The third factor that drives the challengers is "insatiable hunger" for "achievement, success, and world-wide recognition," according to Sirkin and his colleagues. "This hunger infused the culture, and people in the rapidly developing economies developed a remarkable business-mindedness -- an intense entrepreneurial spirit and a near obsession with work and commercial affairs -- that seems even more intense than that of the most business-minded of developed countries, the United States." The authors describe office workers in Shanghai who are so driven by the desire to increase their incomes that they work after hours as street vendors. "One woman, a clerk at a travel agency, sells lollipops in the evenings after dinner and makes an average of 500 yuan (about $65) a week." While the authors cite an example from China, this mindset will be instantly recognizable to anyone who has encountered it in any of the emerging economies.
If all this is true, what are the implications of "globality" for companies around the world, especially the incumbent giants in western Europe, Japan and the U.S.? Should they simply wait around until the challengers arrive to eat their lunch?
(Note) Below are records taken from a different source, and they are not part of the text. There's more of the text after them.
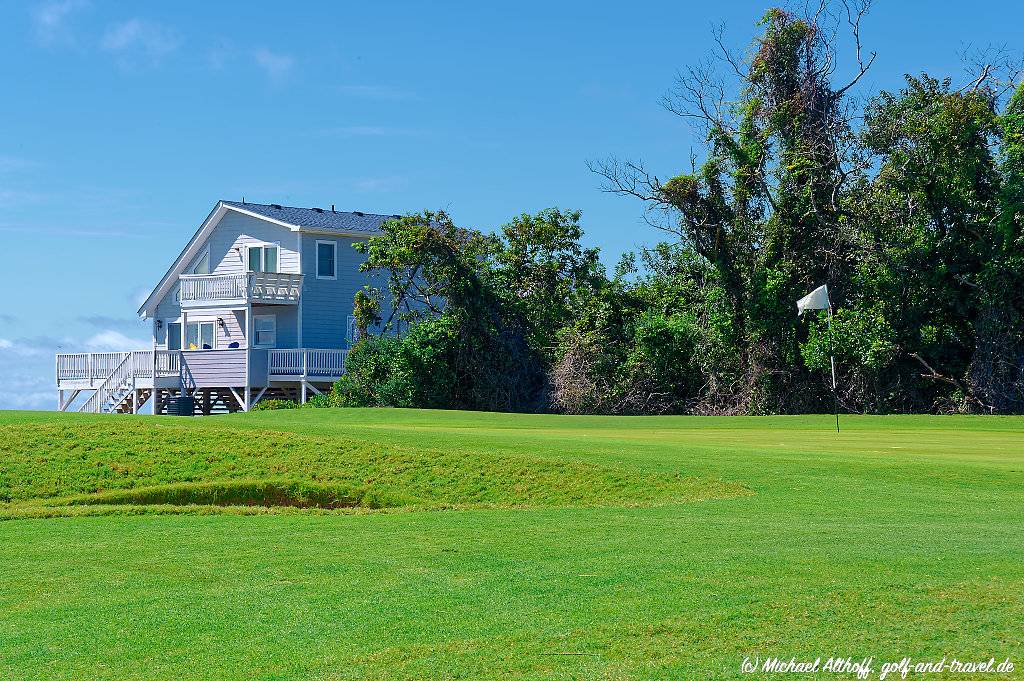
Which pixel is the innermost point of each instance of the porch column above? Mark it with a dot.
(249, 345)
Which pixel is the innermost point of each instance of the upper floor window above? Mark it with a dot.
(173, 335)
(263, 258)
(264, 331)
(203, 264)
(200, 336)
(327, 260)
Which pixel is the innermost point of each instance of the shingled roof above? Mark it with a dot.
(318, 219)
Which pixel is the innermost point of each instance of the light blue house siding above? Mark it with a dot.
(327, 304)
(235, 231)
(226, 248)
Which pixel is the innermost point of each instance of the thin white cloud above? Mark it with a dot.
(26, 347)
(373, 92)
(115, 341)
(51, 20)
(13, 164)
(137, 35)
(10, 198)
(275, 66)
(375, 184)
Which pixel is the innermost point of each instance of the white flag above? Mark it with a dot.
(816, 299)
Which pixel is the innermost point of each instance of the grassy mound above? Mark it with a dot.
(141, 462)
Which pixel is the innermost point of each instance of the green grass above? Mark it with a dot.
(658, 547)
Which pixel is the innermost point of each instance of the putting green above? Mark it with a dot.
(647, 547)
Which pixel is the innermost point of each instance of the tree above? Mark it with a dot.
(767, 208)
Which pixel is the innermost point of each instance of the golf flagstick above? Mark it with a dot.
(832, 360)
(819, 299)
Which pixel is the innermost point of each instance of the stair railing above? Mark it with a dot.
(121, 376)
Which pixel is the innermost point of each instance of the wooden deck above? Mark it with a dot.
(120, 380)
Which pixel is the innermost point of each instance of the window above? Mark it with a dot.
(203, 264)
(327, 263)
(174, 336)
(264, 331)
(200, 336)
(263, 258)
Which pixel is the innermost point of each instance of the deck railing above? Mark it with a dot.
(282, 288)
(92, 367)
(307, 362)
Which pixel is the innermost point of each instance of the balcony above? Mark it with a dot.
(263, 288)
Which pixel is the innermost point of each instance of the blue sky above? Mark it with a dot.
(124, 123)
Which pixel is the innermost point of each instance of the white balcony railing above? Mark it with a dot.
(308, 363)
(280, 288)
(97, 367)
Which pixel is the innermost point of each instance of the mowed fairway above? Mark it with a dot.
(707, 540)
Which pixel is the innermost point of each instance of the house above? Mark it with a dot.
(257, 305)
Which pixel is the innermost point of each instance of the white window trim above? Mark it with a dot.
(204, 253)
(273, 318)
(260, 245)
(333, 245)
(184, 334)
(167, 334)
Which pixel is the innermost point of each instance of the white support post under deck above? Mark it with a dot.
(249, 346)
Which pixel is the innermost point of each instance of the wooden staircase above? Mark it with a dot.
(115, 394)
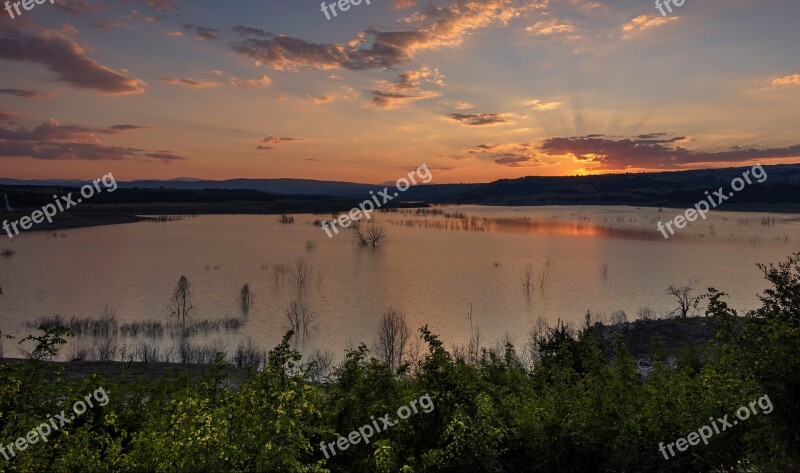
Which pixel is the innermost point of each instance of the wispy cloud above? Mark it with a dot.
(28, 94)
(53, 141)
(645, 22)
(542, 105)
(391, 100)
(480, 119)
(67, 60)
(782, 81)
(198, 84)
(373, 49)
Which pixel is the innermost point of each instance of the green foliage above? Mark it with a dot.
(582, 406)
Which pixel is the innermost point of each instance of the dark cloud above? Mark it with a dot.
(6, 117)
(276, 140)
(513, 155)
(127, 127)
(53, 141)
(206, 33)
(28, 94)
(513, 162)
(374, 49)
(652, 151)
(67, 60)
(480, 119)
(250, 31)
(160, 5)
(75, 7)
(389, 100)
(273, 140)
(202, 32)
(199, 84)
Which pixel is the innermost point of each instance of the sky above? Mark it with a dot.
(478, 90)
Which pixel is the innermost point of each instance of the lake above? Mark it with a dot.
(436, 267)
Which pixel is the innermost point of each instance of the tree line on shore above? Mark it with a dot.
(573, 407)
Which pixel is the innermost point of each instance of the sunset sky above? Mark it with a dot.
(477, 90)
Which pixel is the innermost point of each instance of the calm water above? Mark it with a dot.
(433, 269)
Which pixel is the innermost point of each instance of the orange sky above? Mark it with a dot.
(478, 90)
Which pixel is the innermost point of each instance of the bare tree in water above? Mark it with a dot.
(181, 304)
(392, 337)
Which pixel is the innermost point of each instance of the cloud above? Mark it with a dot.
(344, 93)
(74, 7)
(250, 31)
(54, 141)
(28, 94)
(6, 117)
(272, 140)
(551, 27)
(134, 15)
(786, 80)
(480, 119)
(258, 83)
(275, 140)
(67, 60)
(203, 32)
(411, 80)
(128, 127)
(515, 155)
(320, 99)
(199, 84)
(541, 105)
(160, 5)
(651, 151)
(437, 27)
(391, 100)
(645, 22)
(515, 162)
(403, 4)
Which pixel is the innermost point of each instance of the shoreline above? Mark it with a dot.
(116, 214)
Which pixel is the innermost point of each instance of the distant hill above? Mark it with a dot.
(308, 187)
(782, 186)
(780, 191)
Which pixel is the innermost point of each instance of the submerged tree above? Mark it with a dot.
(685, 300)
(246, 297)
(370, 235)
(181, 304)
(392, 337)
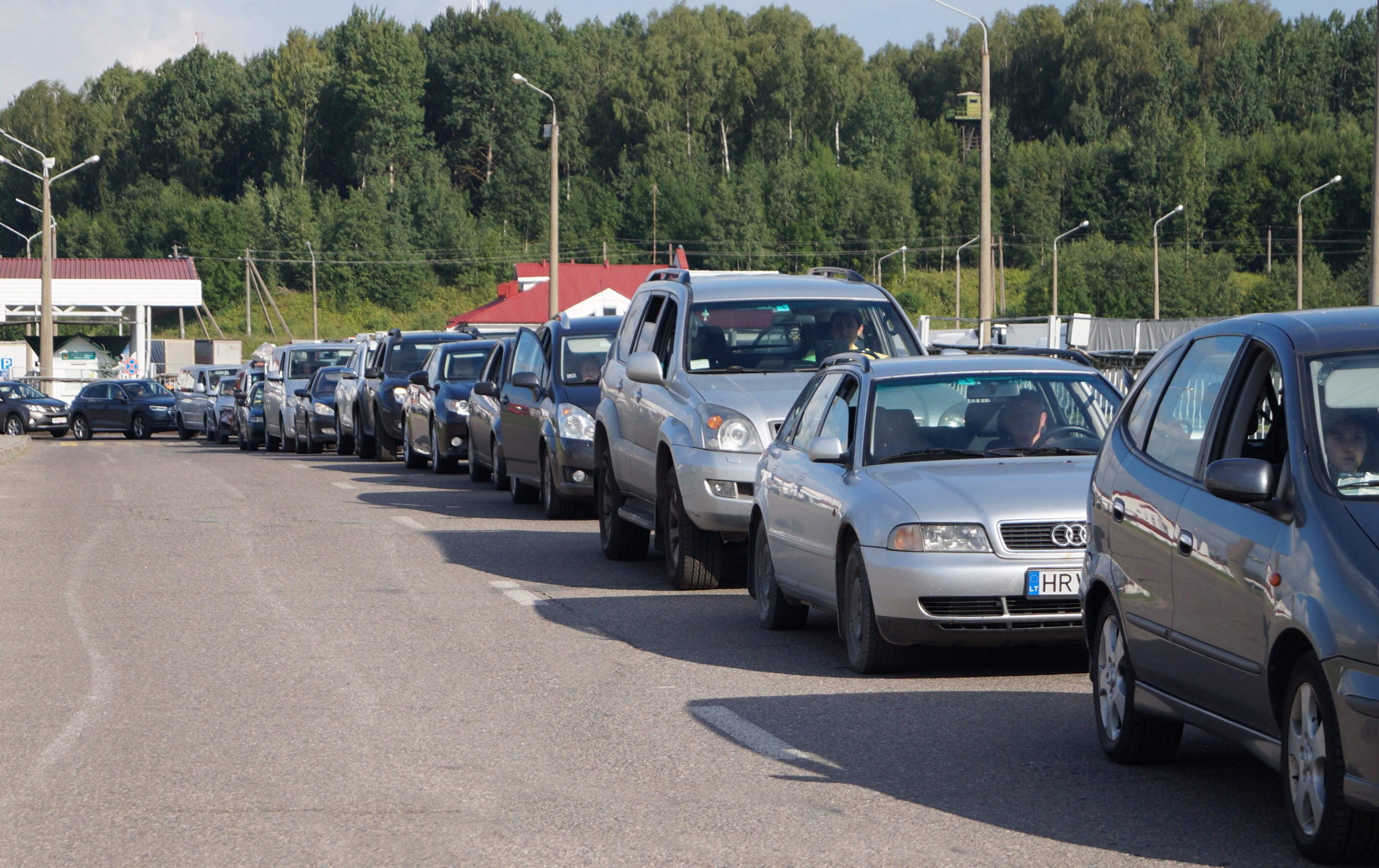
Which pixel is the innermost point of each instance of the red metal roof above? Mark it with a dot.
(578, 281)
(101, 269)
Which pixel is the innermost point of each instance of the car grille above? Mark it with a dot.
(1039, 535)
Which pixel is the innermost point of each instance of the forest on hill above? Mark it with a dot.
(417, 168)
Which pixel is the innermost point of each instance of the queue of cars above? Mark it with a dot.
(1209, 536)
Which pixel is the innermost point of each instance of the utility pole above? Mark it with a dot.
(46, 328)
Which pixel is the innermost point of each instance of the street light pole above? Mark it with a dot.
(555, 198)
(1175, 211)
(1337, 180)
(46, 269)
(1079, 228)
(901, 250)
(987, 298)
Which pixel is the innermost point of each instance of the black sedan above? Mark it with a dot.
(25, 409)
(134, 408)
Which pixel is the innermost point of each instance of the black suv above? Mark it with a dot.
(378, 411)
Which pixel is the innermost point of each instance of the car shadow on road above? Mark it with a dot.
(1030, 762)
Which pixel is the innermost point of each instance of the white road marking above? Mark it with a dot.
(516, 593)
(752, 736)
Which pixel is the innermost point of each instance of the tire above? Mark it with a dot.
(1127, 736)
(440, 465)
(694, 557)
(1324, 827)
(619, 539)
(774, 611)
(868, 649)
(556, 506)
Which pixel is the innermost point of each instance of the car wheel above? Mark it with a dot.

Not at all, say Sirkin and his colleagues, who note that globality is both an opportunity and a threat. For those who deny the existence of the phenomenon -- despite daily headlines to the contrary -- it could well be the latter. For others, however, it represents a chance to bring about global transformation. The authors recommend several actions for companies that want to transform themselves to compete in the present environment: Evaluate your competitive position; shift your mind set; assess and align your people; recognize your full set of opportunities; define your future global shape; encourage ingenuity; and lead your transformation from the front.
If there is one seminal piece of advice the authors offer, it is to recognize and respond to the onward march of global challengers and not to ignore it. "Globality will affect everyone, everywhere, everything," they say. "And that means you. One day it may be your company that Tata Group wants to acquire, your child calling home from Shanghai, your job moving to Mexico City, and your brand new Changfeng [a Chinese car] gleaming in the driveway. It's just a matter of time."